Therefore, the primary objective of this study is to examine the potential antidepressant effects of HYP on estrogen-deprivation-induced depression in OVX mice, a model of menopausal depression. Additionally, we aim to elucidate the molecular mechanisms underlying these effects, with a focus on the modulation of nNOS expression, NO production, and BDNF-TrkB expression.

Materials and methods

Cell culture

The hippocampus of ICR mice at postnatal day 0 were dissected and immersed in Hanks’ balanced salt solution (HBSS) supplemented with 1 mM sodium pyruvate and 10 mM HEPES. After incubation, the hippocampal tissue underwent dissociation in HBSS with 2.5% trypsin. The dissociated tissue was triturated through repeated pipetting. Then supernatant was centrifuged at 16,000 rpm for 5 min. The pellet was resuspended in a Neurobasal medium A. Subsequently, the cells were plated on poly-L-ornithine-coated (5 mg/mL) 6-well plates. Following the incubation, the cells were exposed to 10 nM E2 and 0.1 or 1 µM HYP, and subjected to measurements of NO content, immunofluorescence analysis, and western blot analysis (IACUC number, KFRI-M-22059).

Measurement of NO contents

Primary hippocampal neurons were plated in 96-well plates at a density of 1 × 104 cells/well and cultured for 14 days. After a 24-h treatment with samples, NO levels were assessed. Intracellular NO levels were determined using DAF-FM, a photo-stable NO-specific indicator. Following a 24 h treatment of primary hippocampal neurons with samples, cells were rinsed with PBS. Subsequently, DMEM (phenol red-free) containing DAF-FM (10 µM) was added to the cells and incubated for 45 min at 37 °C. DAF-FM fluorescence was quantified using a fluorescence microplate reader (excitation: 495 nm and emission: 515 nm). Visualization of NO was conducted through fluorescence microscopy (Zeiss, Thornwood, NY, USA), and the count of cells exhibiting a positive NO signal was measured.

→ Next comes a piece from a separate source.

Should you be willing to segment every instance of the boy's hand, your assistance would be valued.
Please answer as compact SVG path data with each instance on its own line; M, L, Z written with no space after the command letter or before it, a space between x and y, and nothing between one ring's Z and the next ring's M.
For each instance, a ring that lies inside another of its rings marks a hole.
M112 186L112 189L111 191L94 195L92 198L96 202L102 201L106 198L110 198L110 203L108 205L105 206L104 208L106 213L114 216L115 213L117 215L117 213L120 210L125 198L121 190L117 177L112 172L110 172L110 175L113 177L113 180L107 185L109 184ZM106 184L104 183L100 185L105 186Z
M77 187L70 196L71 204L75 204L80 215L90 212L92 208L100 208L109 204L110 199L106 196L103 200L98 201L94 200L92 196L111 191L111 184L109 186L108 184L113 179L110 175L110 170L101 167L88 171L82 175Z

Immunofluorescence analysis

The quantification of nNOS intensity was conducted through an immunofluorescence assay as previously described [26]. Primary hippocampal neurons were seed in 12-well plates at a density of 1 × 105 cells/well. The cells were treated with samples for 24 h. Post-treatment, cells were rinsed with PBS and fixed with 4% paraformaldehyde. Subsequently, fixed cells were permeabilized and blocked through incubation with a mixture of 1% goat and donkey serum for 1 h at RT. The cells were then subjected to anti-nNOS antibody at RT for 2 h (Table 1). Following antibody incubation, the cells underwent three PBS washes and were subsequently incubated with secondary antibodies for 1 h at RT. Coverslips, used for mounting on slides, were contained a DAPI-containing mounting solution for nuclei staining. Immunofluorescence images were captured through a confocal microscope (Zeiss), and quantification of nNOS intensity was performed.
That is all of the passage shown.